Title
#general
s

sanjaykcse

08/28/2020, 1:06 PM
OSqueryd (daemon) is based on SQLite and executes on node with root privilege Have osquery binaries been evaluated for SQL injection kind of attacks ? I understand it fetches data from virtual database , any possibility of dropping binaries and gaining root shell ( common pattern of SQL injection attacks ) ?
zwass

zwass

08/28/2020, 3:56 PM
Yes, some vulnerabilities have been found in the past: https://github.com/osquery/osquery/security/advisories?state=published
sundsta

sundsta

08/28/2020, 4:36 PM
Also, it doesn’t need to run as root if you’re on Linux if you aren’t using evented tables
zwass

zwass

08/28/2020, 4:37 PM
It doesn't necessarily need to run as root on any system, but the capabilities will be limited based on the capabilities of the user.
sundsta

sundsta

08/28/2020, 4:39 PM
Correct, it’s just much easier on Linux using capabilities (specifically CAP_DAC_READ_SEARCH)
zwass

zwass

08/28/2020, 4:41 PM
Oh, interesting.

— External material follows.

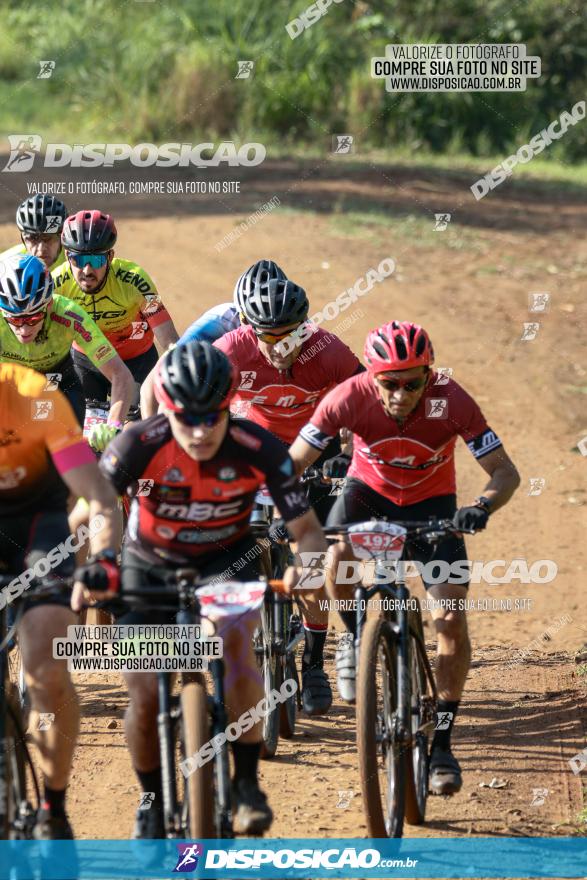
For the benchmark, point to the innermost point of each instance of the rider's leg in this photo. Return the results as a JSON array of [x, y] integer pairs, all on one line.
[[54, 716], [49, 685], [453, 657]]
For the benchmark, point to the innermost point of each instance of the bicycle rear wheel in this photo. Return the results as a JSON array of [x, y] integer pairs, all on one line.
[[417, 757], [198, 808], [382, 762]]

I'd love to read a blog or any content to learn more about this!
sundsta

sundsta

08/28/2020, 4:43 PM
Well, it’s not exactly a blog post but you can probably get the general idea from my issue https://github.com/osquery/osquery/issues/6121 and the man pages https://man7.org/linux/man-pages/man7/capabilities.7.html
s

seph

08/28/2020, 7:16 PM
Generally speaking, one does not expose osquery to untrusted parties. So sql injection isn’t the highest risk.
7:17 PM
To be able to execute sql inside osquery, you implicitly have access to osquery. Which generally is presenting a lot of information already. Granted, not the same as being able to write in a root context.